The Affordable Care Act1 created a three-year transitional reinsurance program that reimburses certain health insurers in the individual market for losses they sustain when they enroll individuals who are higher-cost claimants. Health insurers and group health plans must contribute to this program by paying fees over a three-year period. 2014 was the first year for which these fees were assessed. The submission required for the second year’s fees must be filed by November 16, 2015, using the same online process used for last year’s submissions (i.e., via www.pay.gov).2

Overview of Reinsurance Program Fees

The fees are assessed on plans that provide major medical coverage. The fees are paid on a per-person basis for each “covered life” under the plan, including dependents. For 2015, the fees are $44 per covered life, with payments due in 2016. (For 2016, the fees will be $27 per covered life, with payments due in 2017.) The fees are determined based on the plan’s enrollment count during the first nine calendar months of the year, regardless of the plan’s actual plan year. Enrollment counts for the first nine months of 2015 will be filed in November 2015 with payment made in 2016.

Submission Process for 2015

The official online form that needs to be completed is called the 2015 ACA Transitional Reinsurance Program Annual Enrollment and Contributions Submission Form (the 2015 Form). It became available online on October 1, 2015. CMS has posted a web-based training to assist plan sponsors in completing the 2015 Form.3 Plan sponsors will have to count enrollment in the plan for the first nine months of 2015, using either the same method as 2014 or any other permissible method.4 If the plan sponsor is reporting for itself there is no need to upload supporting documentation with the Form as was required last year.

Plan sponsors that relied upon a third-party administrator (TPA) to do the submission for 2014 and intend to do the same this year should contact their TPA immediately to make sure the TPA is prepared to handle this for 2015.

Major Change for Certain Self-Administered Plans

Plans that are self-administered and self-insured are not required to pay the fees in 2015 or 2016. To be regarded as self-administered, self-insured plans must retain responsibility for claims processing, claims adjudication (including internal appeals) and enrollment.

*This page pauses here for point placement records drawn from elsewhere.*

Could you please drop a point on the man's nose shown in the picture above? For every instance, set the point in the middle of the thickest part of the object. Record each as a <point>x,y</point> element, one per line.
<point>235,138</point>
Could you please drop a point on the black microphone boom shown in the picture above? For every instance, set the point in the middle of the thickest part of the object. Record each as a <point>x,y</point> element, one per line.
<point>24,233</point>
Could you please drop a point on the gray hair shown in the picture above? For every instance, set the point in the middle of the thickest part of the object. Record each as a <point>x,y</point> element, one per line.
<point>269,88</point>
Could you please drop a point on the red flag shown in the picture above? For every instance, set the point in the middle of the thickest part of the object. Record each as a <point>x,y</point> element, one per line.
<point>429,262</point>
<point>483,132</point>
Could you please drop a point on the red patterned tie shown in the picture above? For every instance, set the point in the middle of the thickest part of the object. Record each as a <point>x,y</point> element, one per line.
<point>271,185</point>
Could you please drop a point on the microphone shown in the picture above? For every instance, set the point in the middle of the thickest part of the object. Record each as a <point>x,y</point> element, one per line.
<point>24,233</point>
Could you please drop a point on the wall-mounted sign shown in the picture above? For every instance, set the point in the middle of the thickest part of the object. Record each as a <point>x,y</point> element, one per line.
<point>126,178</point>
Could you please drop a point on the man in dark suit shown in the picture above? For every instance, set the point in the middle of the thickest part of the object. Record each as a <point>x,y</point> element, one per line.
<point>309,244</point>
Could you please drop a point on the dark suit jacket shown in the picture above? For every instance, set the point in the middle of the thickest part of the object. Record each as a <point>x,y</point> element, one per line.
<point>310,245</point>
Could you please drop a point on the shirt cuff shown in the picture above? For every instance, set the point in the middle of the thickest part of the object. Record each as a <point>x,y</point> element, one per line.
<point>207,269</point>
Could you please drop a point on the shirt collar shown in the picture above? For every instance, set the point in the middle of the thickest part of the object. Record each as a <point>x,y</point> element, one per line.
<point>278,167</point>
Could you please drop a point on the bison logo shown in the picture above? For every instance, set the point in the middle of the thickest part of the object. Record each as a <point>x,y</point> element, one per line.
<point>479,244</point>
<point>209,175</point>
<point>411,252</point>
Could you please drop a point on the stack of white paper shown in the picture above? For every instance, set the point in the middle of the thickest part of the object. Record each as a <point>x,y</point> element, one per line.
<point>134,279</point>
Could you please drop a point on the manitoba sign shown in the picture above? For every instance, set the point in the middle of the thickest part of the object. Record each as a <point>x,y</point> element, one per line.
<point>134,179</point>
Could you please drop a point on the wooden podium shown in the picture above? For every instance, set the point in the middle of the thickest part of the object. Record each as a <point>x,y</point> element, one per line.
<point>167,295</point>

Additional exceptions permit a self-insured group health plan to use a third-party administrator (TPA) in the following limited circumstances, but still avoid paying the fee if:

  • It uses a TPA only for pharmacy benefits or for certain ancillary benefits (e.g., limited-scope dental/vision).
  • It uses a TPA for a de minimis amount of services (up to 5 percent).5
  • It uses a TPA to obtain or lease a provider network, and obtain provider network development, claims re-pricing, and similar services.

Based on information currently available from the Department of Health and Human Services, plan sponsors eligible for the self-administered exemption do not need to take affirmative action to claim it. In other words, no filing or submission is required for 2015 fees.

Implications for Plan Sponsors

Plan sponsors should get ready to complete the submission process before the November 16, 2015 deadline. Plan sponsors that may be eligible for the exemption for self-administered, self-insured plans should work with legal counsel to determine if it is applicable.

 

1 The Affordable Care Act is the shorthand name for the Patient Protection and Affordable Care Act (PPACA), Public Law No. 111-48, as modified by the subsequently enacted Health Care and Education Reconciliation Act (HCERA), Public Law No. 111-152.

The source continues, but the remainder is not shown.